5. Our attention has next been drawn to another Full Bench ruling of this High Court reported in Alagasundaram Pillai V. Pichuvier A.I.R. 1929 Mad. 757. The question there at issue was whether proceedings Under Rule 97 or Rule 100 of Order 21, Civil P.C., are proceedings to which Order 9 of the Code applied. It was held that Order 9 does not apply to these proceedings. The reason was that Order 9 does not apply to proceedings in execution, unless of course those proceedings are proceedings which fall within the terms of Section 47. In order to reach this decision, the learned Judges were constrained to hold that applications Under Rules 97 and 100 were applications in execution, the main reason for that decision being that they were applications provided for by the Civil Procedure Code in Order 21 which deals with the whole subject of execution of decrees and orders. It does not seem to us that this ruling either, directly touches the main question now at issue. There is, in our opinion, a clear distinction to be drawn between proceedings for execution of the decree and the proceedings in execution. In fact, the learned Judges themselves, in this ruling, point this out very clearly, and they say that proceedings Under Rules 97 and 100 follow as a
segueles on the execution of the decree (using the word 'execution' in its stricter sense) and on the court sale, and the Legislature has enacted that such proceedings shall be regarded in law as part of the execution proceedings.

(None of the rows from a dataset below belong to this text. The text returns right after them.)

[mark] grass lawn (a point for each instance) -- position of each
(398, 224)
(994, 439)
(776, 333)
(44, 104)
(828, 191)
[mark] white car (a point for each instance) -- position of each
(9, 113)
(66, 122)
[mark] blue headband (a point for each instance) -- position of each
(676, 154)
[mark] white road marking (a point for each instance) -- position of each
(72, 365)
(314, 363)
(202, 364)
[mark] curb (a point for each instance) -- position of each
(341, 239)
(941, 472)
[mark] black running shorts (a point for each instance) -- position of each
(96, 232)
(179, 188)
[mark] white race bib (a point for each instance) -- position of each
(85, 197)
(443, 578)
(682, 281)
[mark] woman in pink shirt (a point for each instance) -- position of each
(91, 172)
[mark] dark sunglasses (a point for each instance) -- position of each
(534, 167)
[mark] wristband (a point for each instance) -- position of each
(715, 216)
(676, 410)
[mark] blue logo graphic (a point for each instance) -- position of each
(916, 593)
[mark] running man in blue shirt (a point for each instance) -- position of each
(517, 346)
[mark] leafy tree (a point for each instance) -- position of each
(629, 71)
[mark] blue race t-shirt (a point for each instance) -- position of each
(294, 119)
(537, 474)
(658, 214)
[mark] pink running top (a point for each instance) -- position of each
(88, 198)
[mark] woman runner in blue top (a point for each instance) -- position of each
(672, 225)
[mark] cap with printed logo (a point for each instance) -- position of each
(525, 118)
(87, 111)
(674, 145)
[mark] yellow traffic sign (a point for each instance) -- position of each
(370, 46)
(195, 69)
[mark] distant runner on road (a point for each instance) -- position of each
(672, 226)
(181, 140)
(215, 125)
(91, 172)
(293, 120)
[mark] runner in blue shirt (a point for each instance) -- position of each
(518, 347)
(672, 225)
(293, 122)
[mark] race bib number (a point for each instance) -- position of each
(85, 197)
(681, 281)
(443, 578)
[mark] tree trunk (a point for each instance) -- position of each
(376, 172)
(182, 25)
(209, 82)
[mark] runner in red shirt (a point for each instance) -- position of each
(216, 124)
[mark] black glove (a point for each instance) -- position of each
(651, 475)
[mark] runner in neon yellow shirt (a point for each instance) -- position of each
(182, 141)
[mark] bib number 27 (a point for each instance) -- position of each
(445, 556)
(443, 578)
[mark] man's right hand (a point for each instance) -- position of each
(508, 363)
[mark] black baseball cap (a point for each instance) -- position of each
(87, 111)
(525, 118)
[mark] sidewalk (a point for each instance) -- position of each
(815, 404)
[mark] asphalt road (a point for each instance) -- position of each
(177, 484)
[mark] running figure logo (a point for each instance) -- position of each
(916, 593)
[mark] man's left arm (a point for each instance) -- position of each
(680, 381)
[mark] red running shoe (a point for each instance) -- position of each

6. This decision, therefore, in no way shakes the principle upon which it has been decided in Abdul Azim Sahib v. Chokkan Chettiar A.I.R. 1935 Mad. 803 that Article 180, Limitation Act, applies to an application of this kind on the ground that it is not an application for execution. Finally, it has been argued for the respondent that an application of this kind 'for delivery of property purchased by the decree-holder in execution of his decree falls within Section 47 and therefore we ought to hold that it falls within Rule 2 of Order 21 as well. It will be obvious, however, that the language of Section 47 is very different from the language of Rule 2. Section 47 directs that all questions relating to the execution, discharge or satisfaction of the decree shall be determined by the Court executing the decree and not by a separate suit. It is easy to see that applications which are filed after the execution of the decree in the strict sense of the word has been completed relate to such execution and, therefore, fall Under Section 47. But, as we pointed out at the outset of this judgment, Order 21, Rule 2 is concerned only with satisfaction and adjustment of a decree, and the manner in which such satisfaction or adjustment should be brought to the notice of the Court, and the inevitable result of the non-existence of any satisfaction or adjustment out of Court or the non-certification of such satisfaction or adjustment is that the decree remains unexecuted and the decree-holder still has a valid claim for his money. We return, therefore, to the interpretation of Rule 2 with which we started, and we hold that the learned Subordinate Judge was wrong in refusing to consider the plea of the appellant in this case on its merits. The learned Judge has formulated three points for determination in para. 6 of his judgment. He has determined only the first two points and we have had to disagree with him on these points. This appeal will accordingly be allowed. The application will be restored to file and the learned Subordinate Judge will be directed to dispose of it according to law after considering and giving his finding upon the third point for determination. The appellant's costs of this appeal will be paid by respondent 1.